ソシャゲ世界のやり直し

加藤ゆたか

ソシャゲ世界のやり直し

 どっかーん! 俺は死んだ。


「あなたが死んでいる間に、悪者によって世界はソシャゲの広告に作り替えられてしまいました。あなたには救世主として世界を救ってほしいのです。」


 天の声にそう言われた俺は、気付くと王の間に召喚されていた。

 王様は俺に言った。


「勇者よ、この国は敵国から侵略を受けておる。お主の力を持ってして、王城の塀の増設と畑の開墾と兵士の育成と武器の製造と治水と貿易をせよ。」

「やなこった。」


 冗談じゃない。俺はそんなことのために生まれ変わったのではない。俺には復讐しなければならない相手がいるのだ。

 俺は城を飛び出して、森と山しかないフィールドに繰り出した。


「お願いします。

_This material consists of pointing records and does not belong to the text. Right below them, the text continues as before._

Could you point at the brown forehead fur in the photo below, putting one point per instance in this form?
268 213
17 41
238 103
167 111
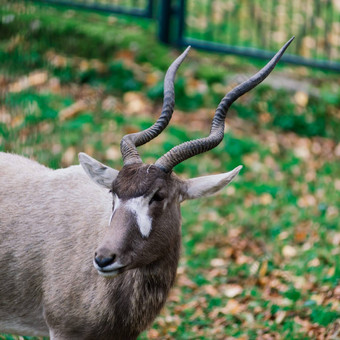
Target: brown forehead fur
139 180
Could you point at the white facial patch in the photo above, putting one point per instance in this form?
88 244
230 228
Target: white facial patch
140 207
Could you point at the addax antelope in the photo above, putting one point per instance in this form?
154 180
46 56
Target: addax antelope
90 252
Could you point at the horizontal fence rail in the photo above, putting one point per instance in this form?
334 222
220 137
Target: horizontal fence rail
257 27
140 8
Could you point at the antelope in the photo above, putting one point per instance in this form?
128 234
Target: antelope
90 252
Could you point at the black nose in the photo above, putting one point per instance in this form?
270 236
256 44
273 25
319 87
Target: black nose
102 261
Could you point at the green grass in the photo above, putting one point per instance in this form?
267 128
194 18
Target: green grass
260 258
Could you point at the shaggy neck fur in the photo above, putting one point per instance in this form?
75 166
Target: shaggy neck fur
138 295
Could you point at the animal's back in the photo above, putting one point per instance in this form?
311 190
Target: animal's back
43 213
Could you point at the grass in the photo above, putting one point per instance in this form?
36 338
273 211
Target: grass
259 260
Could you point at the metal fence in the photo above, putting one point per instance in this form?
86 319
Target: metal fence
140 8
258 27
254 28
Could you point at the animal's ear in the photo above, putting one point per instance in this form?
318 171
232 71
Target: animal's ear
98 172
207 185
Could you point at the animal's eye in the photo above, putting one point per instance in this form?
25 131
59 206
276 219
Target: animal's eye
157 197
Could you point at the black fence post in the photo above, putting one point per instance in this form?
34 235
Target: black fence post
171 21
164 21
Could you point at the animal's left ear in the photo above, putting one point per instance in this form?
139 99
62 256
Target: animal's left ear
101 174
207 185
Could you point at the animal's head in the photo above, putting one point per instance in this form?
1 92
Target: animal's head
145 221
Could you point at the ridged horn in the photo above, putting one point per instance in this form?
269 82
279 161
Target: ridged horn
192 148
130 142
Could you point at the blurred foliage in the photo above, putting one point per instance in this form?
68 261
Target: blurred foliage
260 260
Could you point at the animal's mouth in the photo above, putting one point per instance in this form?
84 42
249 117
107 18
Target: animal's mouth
111 270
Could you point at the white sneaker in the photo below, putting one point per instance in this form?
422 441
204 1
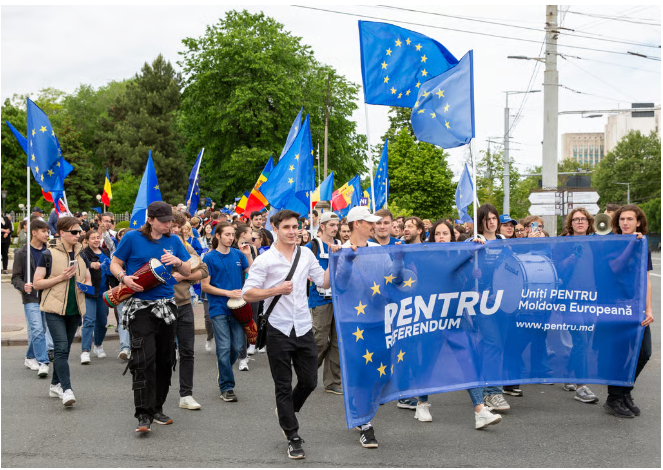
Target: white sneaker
43 370
55 391
68 397
189 403
485 418
423 412
99 351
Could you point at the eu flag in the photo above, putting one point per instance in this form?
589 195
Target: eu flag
464 195
395 62
381 179
193 193
293 175
147 193
444 112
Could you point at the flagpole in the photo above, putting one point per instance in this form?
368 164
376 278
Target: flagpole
370 159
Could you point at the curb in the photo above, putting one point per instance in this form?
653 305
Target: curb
77 338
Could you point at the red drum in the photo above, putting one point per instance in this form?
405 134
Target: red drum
147 279
243 313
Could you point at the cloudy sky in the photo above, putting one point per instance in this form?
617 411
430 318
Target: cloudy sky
65 46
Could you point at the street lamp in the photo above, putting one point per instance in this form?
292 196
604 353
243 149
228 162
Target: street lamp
628 192
506 206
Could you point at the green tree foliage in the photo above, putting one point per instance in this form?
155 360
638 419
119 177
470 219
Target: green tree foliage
637 160
246 80
143 118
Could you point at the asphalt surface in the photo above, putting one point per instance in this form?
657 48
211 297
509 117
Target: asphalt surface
545 428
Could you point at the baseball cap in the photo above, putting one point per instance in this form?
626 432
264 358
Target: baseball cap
362 213
327 216
162 211
505 219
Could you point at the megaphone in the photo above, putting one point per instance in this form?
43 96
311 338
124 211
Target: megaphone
602 224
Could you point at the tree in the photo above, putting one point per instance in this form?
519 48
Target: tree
636 160
246 80
143 118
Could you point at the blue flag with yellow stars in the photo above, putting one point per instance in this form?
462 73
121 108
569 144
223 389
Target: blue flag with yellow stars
148 193
293 174
395 62
420 319
381 179
444 112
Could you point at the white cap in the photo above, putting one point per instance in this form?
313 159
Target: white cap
362 213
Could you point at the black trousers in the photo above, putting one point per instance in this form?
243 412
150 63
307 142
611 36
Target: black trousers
185 332
152 355
301 352
618 391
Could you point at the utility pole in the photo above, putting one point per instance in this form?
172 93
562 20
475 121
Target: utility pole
326 125
550 112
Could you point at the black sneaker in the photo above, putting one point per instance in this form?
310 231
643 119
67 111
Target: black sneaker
144 424
617 408
161 418
367 439
228 395
295 450
513 390
628 403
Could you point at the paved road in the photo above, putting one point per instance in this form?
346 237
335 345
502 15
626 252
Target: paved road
545 428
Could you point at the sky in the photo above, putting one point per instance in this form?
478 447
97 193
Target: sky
66 46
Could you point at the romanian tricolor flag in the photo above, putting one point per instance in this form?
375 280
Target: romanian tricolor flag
241 205
107 195
256 201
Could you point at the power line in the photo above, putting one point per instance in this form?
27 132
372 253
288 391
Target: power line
465 31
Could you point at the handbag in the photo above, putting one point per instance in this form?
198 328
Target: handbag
261 341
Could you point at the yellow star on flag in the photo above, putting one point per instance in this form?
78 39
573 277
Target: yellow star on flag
360 308
375 288
359 334
368 356
381 369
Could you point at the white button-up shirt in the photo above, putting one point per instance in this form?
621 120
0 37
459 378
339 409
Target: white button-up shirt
270 270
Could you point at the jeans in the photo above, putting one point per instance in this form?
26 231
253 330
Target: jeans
39 338
229 337
185 333
618 391
284 353
95 320
63 329
151 363
125 338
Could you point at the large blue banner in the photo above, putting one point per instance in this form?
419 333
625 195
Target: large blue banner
436 317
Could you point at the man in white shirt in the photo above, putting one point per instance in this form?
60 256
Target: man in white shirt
290 339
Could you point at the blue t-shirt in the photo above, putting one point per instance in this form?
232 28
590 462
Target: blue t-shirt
225 272
135 250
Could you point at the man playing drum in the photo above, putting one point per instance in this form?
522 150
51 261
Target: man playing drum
150 315
226 267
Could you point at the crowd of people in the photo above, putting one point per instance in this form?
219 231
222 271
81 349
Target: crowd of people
230 263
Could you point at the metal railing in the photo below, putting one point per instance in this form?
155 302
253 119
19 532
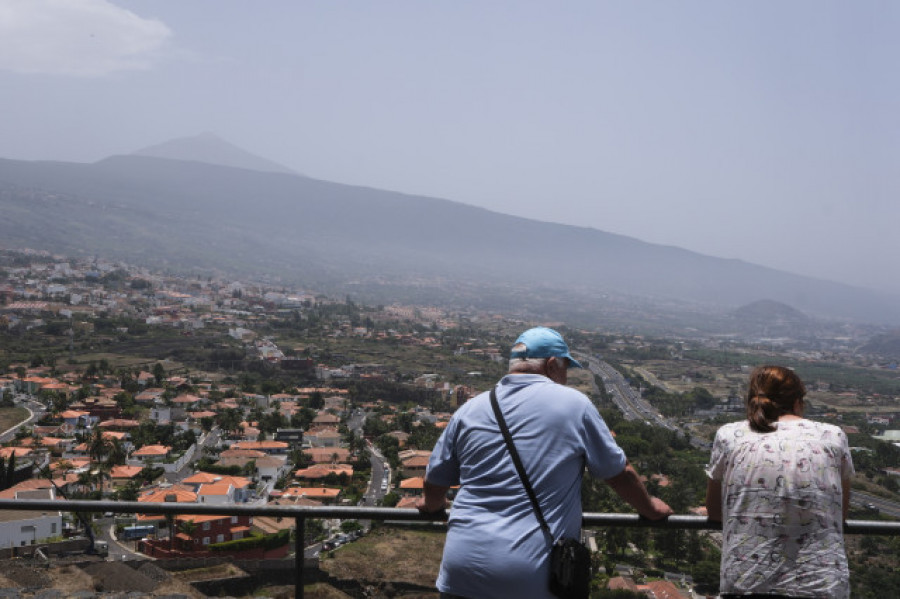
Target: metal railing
301 513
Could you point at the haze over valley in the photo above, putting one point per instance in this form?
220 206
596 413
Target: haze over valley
175 206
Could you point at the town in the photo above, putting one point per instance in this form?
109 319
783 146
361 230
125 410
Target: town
127 384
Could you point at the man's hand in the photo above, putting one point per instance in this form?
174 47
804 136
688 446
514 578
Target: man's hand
424 508
433 500
659 509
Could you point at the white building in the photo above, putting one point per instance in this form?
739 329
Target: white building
20 528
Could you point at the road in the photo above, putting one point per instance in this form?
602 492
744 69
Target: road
35 411
628 400
626 397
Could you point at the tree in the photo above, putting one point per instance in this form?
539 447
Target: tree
98 445
159 373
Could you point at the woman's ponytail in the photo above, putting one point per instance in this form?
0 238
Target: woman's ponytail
773 391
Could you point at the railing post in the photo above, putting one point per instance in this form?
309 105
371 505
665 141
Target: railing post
299 557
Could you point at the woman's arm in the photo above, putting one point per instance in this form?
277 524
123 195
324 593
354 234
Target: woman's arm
714 499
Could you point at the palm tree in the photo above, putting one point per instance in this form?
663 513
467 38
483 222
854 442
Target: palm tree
98 445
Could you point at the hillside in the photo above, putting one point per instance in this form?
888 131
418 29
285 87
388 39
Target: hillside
380 245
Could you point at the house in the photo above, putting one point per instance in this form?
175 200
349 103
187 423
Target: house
121 475
291 436
412 487
20 528
216 493
325 495
323 437
320 471
149 454
196 532
269 468
209 487
414 462
77 418
327 455
401 437
267 447
324 418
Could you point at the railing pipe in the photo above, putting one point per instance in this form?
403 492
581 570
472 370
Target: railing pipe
300 513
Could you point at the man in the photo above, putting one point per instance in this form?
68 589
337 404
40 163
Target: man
495 546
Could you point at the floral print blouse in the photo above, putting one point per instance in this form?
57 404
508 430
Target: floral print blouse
782 522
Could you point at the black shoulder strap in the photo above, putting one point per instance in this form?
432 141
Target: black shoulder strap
518 463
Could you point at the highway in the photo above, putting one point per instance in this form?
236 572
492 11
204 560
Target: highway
626 397
628 400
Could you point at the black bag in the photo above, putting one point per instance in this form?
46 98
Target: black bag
570 561
570 569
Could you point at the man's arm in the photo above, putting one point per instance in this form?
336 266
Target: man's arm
845 498
434 499
714 499
629 487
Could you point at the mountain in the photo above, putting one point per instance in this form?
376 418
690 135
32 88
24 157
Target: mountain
769 311
384 246
211 149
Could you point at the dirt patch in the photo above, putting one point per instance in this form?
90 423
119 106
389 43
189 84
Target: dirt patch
389 555
25 575
211 573
116 576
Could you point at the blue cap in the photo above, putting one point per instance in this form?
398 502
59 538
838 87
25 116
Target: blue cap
541 342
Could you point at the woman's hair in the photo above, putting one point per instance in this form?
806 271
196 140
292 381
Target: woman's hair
773 391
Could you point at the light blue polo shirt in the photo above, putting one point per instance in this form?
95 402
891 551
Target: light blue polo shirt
495 546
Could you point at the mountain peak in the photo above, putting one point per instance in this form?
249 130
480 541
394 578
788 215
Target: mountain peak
209 148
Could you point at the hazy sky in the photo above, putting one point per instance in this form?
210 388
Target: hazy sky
767 131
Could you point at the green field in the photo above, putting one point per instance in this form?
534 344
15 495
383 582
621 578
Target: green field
10 417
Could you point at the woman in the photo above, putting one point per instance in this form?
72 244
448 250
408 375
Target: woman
780 485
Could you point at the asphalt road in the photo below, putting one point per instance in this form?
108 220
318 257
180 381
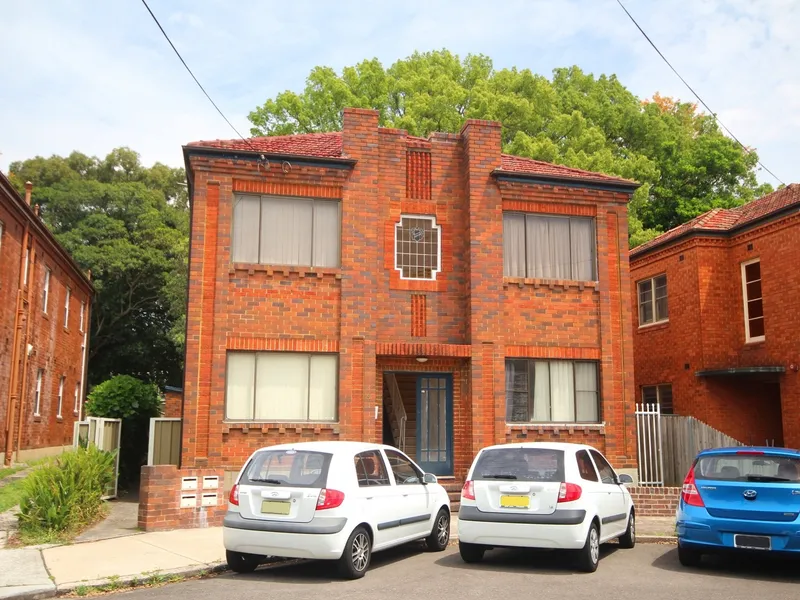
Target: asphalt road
648 572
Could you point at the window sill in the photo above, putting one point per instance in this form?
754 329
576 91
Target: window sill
551 283
654 326
280 427
286 271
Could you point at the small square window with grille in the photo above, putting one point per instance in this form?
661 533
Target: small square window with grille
417 247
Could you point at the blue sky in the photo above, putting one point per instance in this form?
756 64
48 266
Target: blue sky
93 75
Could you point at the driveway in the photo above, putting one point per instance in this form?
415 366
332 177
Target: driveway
647 572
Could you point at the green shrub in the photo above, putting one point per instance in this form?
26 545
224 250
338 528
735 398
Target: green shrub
67 492
135 402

誰か助けて!」


 突如、軍服が破れ下着も肌も露出させたあられもない姿の美少女から脳内に通信が入る。


「なんだ、お前は。今どこにいるんだ?」

「私の名前は鈴々りんりん。前線で敵国と戦っています。相手の戦車が強くて、私たちの服はボロボロになってしまって……。」


 通信の間、鈴々は肌を晒しているのが恥ずかしいのか頬を赤らめていた。うーむ、悪くない。ついつい目が向いてしまう。


「わかった。助けに行こう。どうすればいい?」

「このボタンをクリックしてください……。」


 なるほど、鈴々が表示された画面にはクリックと書かれた赤いボタンが表示されていた。俺は少し考えてボタンを押すのを保留にした。


「ボタン? 見えないな。もしかしたら俺のレベルがまだ低いのかもしれない。」

「え? そんなことは……。」


 さっきから俺は自分の頭の上に表示されたレベルの数字に気付いていた。とてもじゃないが強いとは言えない数字である。もしも、このボタンを押して、戦場の最前線にでも飛ばされたらとても生き残れないだろう。何度も言うが、俺には復讐しなければならない相手がいる。いくらエロエロ美少女の頼みであっても死ぬわけにはいかないのだ。


「まずは、この世界を見て回らないとな。」

「あの……ボタンは表示されているはずです。あの? 聞こえてます? おーい?」


 俺は鈴々の声を無視して、一本道を歩く。

 すると、道の真ん中に大きな塔のような建物が見えた。不審な点があるとすれば、その塔は縦に半分で中の構造が外から丸見えである点だ。一階には男性が囚われており、その隣には怪物がいたが男性とは何か棒のようなもので仕切られている。二階にはぐつぐつと煮えたぎる溶岩のようなもの。その上にはピカピカと光る財宝があり、それらも一階と同じように棒のようなもので区切られていた。


「そこの旅の人! どうか私をここから助け出してください。」


 男性は俺を見つけると叫んで助けを求めた。俺はその様子を見て思案する。俺には何故かこの塔に刺さる棒を動かせるという確信があった。正しい順番で棒を抜けば、男性を助けられるかもしれない。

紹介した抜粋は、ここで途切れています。